# vpnc routing table is missing the route to my router

## Manu311

Hi,

I've been setting up vpnc which is working with one exception.

It creates a lot of routes but removes the needed route:

```
192.168.1.0   0.0.0.0     255.255.255.0    U   0   0    0   eth0
```

The route to the vpn-server is there - so it knows it should use my router - just that my router is not accessible.

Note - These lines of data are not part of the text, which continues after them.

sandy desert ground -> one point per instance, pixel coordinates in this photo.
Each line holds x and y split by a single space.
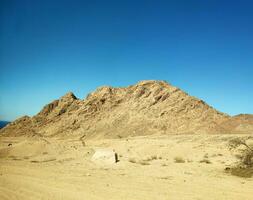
149 167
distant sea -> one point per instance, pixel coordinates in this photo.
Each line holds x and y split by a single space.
3 124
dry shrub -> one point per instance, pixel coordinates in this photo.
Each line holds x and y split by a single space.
244 166
179 160
143 162
205 160
132 160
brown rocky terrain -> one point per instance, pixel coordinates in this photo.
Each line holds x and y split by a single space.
84 149
149 107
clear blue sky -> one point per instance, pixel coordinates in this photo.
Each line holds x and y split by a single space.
51 47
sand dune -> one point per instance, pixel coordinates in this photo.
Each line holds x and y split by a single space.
149 167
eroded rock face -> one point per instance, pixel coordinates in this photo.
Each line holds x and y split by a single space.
149 107
105 156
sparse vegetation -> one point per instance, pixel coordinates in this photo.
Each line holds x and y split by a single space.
132 160
179 160
205 160
244 166
142 162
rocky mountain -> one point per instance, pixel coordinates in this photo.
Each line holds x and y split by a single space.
3 124
149 107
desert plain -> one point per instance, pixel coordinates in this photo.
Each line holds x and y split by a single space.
149 167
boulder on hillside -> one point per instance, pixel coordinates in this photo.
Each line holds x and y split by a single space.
105 156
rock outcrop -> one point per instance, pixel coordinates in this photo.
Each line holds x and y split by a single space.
149 107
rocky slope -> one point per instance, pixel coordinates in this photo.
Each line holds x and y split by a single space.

I'm able to fix this by hand with the command:

```
route add -net 192.168.1.0 netmask 255.255.255.0 eth0
```

but seriously that can't be the way to do this.

Is there an option in vpnc that I've been missing?

Or should I simply upgrade to a newer (~amd64) version? I'm using vpnc-0.5.3 with (only) hybrid-auth flag

----------

## tuber

Did you modify /etc/vpnc/vpnc-script? I set the CISCO_SPLIT_INC* variables, and my local route is still there. At least I think so; my other end is not responding so I can't check.

----------

## Manu311

no I didn't - but this looks like it overwrites the dhcp route (which may change from time to time) so I have to write every route by myself.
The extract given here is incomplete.